Now ministers from the Organisation of the Petroleum Exporting Countries (Opec), whose economies are highly dependent on oil exports, must steer a careful course, supporting prices but not alarming markets by trying to do so too aggressively, analysts said.

"The current [oil production] quota system should not undergo any changes," said Angola's Oil Minister Jose Maria Botelho de Vasconcelos, current president of Opec, this week.

Prices have picked up with tentative signs of a recovery in the world economy, while compliance with emergency cuts made last year to support prices has slipped, analysts said. Iran and Angola are seen as the main culprits in exceeding their quotas.

"The decision to cut output further would likely lack widespread credibility because it is unclear which countries would be willing and able to stick with it," analysts at Vienna-based consultancy JBC Energy wrote.

"In addition, a reduction in supply allocations might also be regarded as sending the wrong signal at the wrong time to the markets as it would indicate that Opec has strong doubts concerning the rebound of the global economy."

Opec, whose 12 members pump 40 per cent of the world's oil, agreed in late 2008 to remove a massive 4.2 million barrels of daily output from the market as it sought to prop up crumbling prices. The group's official daily output quota has stood at 24.84 million barrels per day since January.

At this week's meeting, "a decision to do anything but leave output targets as they are would come as a surprise", the JBC analysts said.

"However, given the likelihood that economic sentiment will sour in the coming months as the recovery could stall, Opec might try to enforce compliance more strictly."

Analyst Frederic Lasserre at French bank Societe Generale said there was little pressure for change, with current prices acceptable to most producers and consumers given uncertainty about when demand would pick up.

"At $70 there is no pressure to lower production. Everyone is earning well. There is no pressure to lift production either," he said.

"Demand has not really recovered", including in the key energy-hungry Chinese market, he added. Kuwait's Oil Minister Sheikh Ahmad Abdullah Al Sabah said last month that an Opec output cut was unlikely because oil prices were "not bad at all", adding that he was optimistic demand would pick up in the near future.
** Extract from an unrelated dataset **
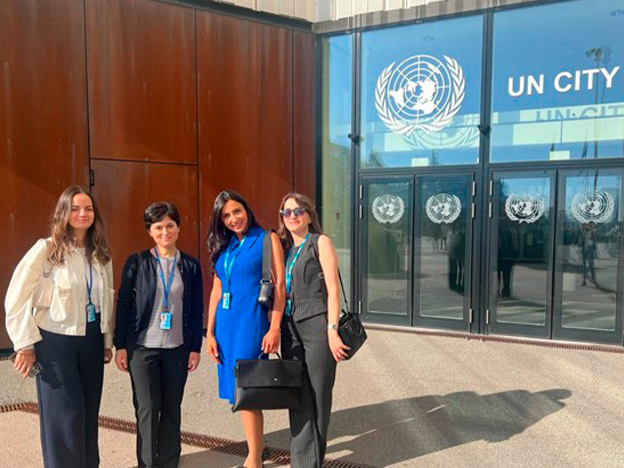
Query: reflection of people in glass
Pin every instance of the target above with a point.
(587, 242)
(456, 247)
(507, 255)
Analysts say most member countries are satisfied with prices in the range of $70 to $80, enough to fund investment in future production, despite calls from hawks such as Iran and Venezuela to push them higher.

Analyst David Kirsch at the PFC Energy consultancy said further output cuts could be considered as a way to counter the effect of high oil stockpiles, which can depress prices, particularly when demand is weak. "In our view, a cut has to be on the table," Kirsch said.

Opec's most influential member Saudi Arabia is likely to resist pressure for cuts given the delicate economic outlook, said John Hall, an independent London-based analyst.